All four of Philadelphia’s suburban counties are now subject to a request by Wolf to shut down all nonessential businesses. The number of officially confirmed cases in the city on Sunday doubled to eight. Another 45 people have pending tests, and 87 are being monitored after potential exposures. (There are likely many other cases: Statistical reviews of countries hit in the first wave of the pandemic have shown that the number of cases governments could identify when the infection began spreading in an area was a fraction of the actual total at that time.)
Although there have so far been fewer reported cases in Philadelphia than its suburbs, the public health risk posed by the coronavirus is potentially more grave in the city, where social distancing is more difficult and a greater percentage of residents lacks health-care coverage.
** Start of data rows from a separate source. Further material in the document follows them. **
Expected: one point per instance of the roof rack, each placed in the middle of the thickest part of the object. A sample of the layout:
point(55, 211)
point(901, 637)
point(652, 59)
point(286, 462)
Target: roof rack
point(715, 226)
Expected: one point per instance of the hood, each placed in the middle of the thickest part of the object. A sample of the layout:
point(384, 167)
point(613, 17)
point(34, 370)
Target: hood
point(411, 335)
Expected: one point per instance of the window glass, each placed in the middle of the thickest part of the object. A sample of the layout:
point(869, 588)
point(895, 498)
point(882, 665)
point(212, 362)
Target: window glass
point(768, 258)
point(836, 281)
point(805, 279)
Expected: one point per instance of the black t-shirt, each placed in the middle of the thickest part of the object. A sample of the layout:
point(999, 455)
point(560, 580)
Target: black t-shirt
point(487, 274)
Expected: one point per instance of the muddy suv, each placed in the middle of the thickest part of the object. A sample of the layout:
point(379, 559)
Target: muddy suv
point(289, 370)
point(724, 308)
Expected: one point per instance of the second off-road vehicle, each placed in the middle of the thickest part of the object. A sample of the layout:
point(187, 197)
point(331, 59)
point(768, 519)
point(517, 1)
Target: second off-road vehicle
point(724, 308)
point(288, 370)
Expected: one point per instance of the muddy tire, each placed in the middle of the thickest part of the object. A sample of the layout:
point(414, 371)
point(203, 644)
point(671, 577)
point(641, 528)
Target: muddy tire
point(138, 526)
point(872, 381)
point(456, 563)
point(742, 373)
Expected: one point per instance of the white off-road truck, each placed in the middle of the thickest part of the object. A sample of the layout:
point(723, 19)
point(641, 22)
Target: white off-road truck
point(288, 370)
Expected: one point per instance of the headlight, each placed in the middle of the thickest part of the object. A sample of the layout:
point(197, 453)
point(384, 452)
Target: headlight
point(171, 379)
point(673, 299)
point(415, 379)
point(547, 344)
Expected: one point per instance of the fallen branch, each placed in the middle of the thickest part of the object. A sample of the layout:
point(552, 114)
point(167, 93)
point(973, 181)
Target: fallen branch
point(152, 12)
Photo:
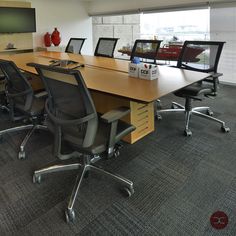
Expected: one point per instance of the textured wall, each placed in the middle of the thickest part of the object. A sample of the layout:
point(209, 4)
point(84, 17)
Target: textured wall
point(126, 28)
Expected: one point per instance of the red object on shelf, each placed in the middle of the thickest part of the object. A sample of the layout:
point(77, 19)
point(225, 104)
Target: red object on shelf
point(47, 40)
point(55, 37)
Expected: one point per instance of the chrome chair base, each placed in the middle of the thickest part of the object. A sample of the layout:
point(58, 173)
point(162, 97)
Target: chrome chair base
point(198, 111)
point(85, 168)
point(31, 127)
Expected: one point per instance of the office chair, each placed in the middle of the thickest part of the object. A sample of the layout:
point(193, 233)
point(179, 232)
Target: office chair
point(146, 48)
point(22, 103)
point(202, 56)
point(75, 45)
point(72, 118)
point(105, 47)
point(3, 100)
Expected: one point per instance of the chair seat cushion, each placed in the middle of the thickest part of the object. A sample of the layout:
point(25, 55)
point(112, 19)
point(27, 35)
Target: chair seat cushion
point(194, 90)
point(101, 141)
point(37, 106)
point(36, 109)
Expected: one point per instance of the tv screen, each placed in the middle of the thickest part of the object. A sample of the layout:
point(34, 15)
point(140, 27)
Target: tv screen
point(17, 20)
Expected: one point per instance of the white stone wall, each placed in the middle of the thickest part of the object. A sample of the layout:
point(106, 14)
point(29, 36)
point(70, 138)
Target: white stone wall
point(125, 27)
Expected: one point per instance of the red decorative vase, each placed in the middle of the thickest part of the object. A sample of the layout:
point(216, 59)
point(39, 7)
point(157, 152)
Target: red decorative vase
point(47, 40)
point(55, 37)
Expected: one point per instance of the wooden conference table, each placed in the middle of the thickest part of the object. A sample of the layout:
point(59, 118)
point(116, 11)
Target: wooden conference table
point(111, 86)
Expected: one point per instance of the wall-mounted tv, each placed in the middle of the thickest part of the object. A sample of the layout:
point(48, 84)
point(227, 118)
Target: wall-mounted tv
point(17, 20)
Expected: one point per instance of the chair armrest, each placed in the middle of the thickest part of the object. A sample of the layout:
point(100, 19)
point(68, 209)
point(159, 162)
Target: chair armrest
point(12, 95)
point(42, 94)
point(62, 122)
point(115, 114)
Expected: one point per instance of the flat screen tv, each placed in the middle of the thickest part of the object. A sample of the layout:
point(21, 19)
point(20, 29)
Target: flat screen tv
point(17, 20)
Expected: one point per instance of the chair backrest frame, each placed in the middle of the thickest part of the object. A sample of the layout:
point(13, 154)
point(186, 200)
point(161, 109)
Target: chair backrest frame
point(68, 47)
point(182, 61)
point(103, 40)
point(19, 91)
point(152, 55)
point(84, 117)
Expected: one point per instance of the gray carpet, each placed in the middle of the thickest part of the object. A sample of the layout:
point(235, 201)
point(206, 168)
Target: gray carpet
point(179, 182)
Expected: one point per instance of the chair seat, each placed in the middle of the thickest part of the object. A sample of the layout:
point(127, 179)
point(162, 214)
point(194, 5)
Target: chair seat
point(194, 90)
point(37, 107)
point(101, 139)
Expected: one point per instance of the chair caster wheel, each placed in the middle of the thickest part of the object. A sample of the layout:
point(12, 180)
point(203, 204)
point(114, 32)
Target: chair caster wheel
point(188, 133)
point(128, 191)
point(210, 113)
point(21, 155)
point(70, 216)
point(225, 129)
point(36, 179)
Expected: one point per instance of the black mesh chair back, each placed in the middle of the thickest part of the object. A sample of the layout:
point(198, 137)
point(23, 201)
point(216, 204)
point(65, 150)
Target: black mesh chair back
point(69, 104)
point(18, 89)
point(200, 56)
point(75, 45)
point(145, 48)
point(105, 47)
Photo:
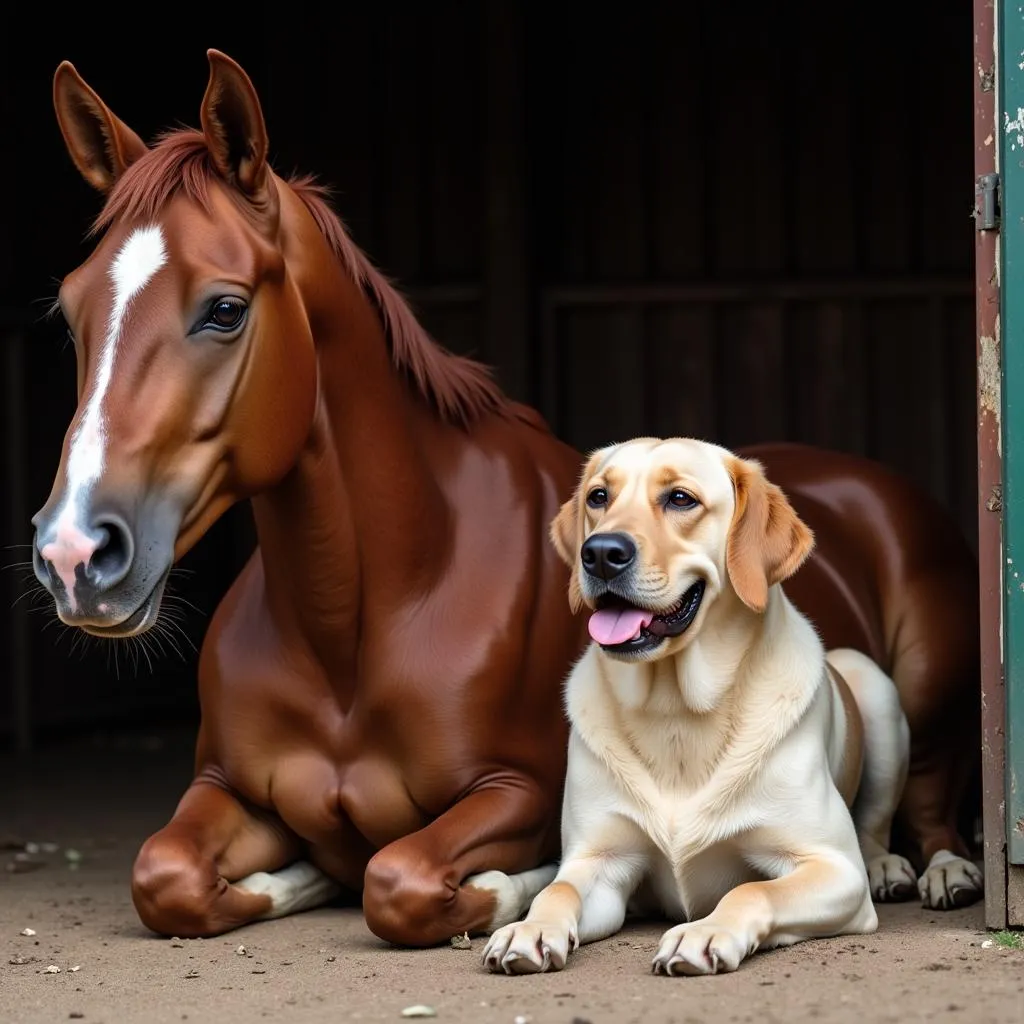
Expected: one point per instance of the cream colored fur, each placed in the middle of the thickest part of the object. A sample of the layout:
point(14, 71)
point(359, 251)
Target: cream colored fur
point(701, 778)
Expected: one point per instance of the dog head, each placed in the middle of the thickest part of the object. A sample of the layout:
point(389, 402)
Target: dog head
point(659, 530)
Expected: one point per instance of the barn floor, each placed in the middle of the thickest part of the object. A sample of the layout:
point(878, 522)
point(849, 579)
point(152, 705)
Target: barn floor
point(96, 801)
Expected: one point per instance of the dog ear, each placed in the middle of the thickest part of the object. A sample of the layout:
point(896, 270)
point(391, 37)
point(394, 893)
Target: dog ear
point(768, 542)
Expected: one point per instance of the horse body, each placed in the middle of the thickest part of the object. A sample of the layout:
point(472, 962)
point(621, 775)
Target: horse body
point(381, 687)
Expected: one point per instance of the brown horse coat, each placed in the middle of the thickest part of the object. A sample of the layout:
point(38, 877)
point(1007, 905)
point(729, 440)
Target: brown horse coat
point(381, 687)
Kenney has encouraged such basic precautions as hand washing, and, like other officials, he has also encouraged Philadelphians who feel sick to avoid public spaces. Research on the virus as it unfolds, however, has suggested that experts may have initially underestimated the extent to which the virus can spread from people who have not yet begun to show symptoms — and would not know to stay home.
At Sunday’s news conference announcing the four new cases in Philly, which Kenney did not attend, city Public Health Commissioner Thomas Farley noted that asymptomatic carriers of the disease have already played a role in its spread in Philadelphia.
“It does happen, and it appears that it has happened here,” Farley said.
Because of that research, Anthony Fauci, the director of the National Institute of Allergy and Infectious Disease, said he would not rule out supporting a national ban on restaurants and bars.
“I would like to see a dramatic diminution in the personal interaction that we’re seeing in restaurants and in bars,” Fauci said Sunday on CNN. “Whatever it takes to do that, that’s what I’d like to see.”
Staff writers Laura McCrystal, Allison Steele, and Aubrey Whelan contributed to this article.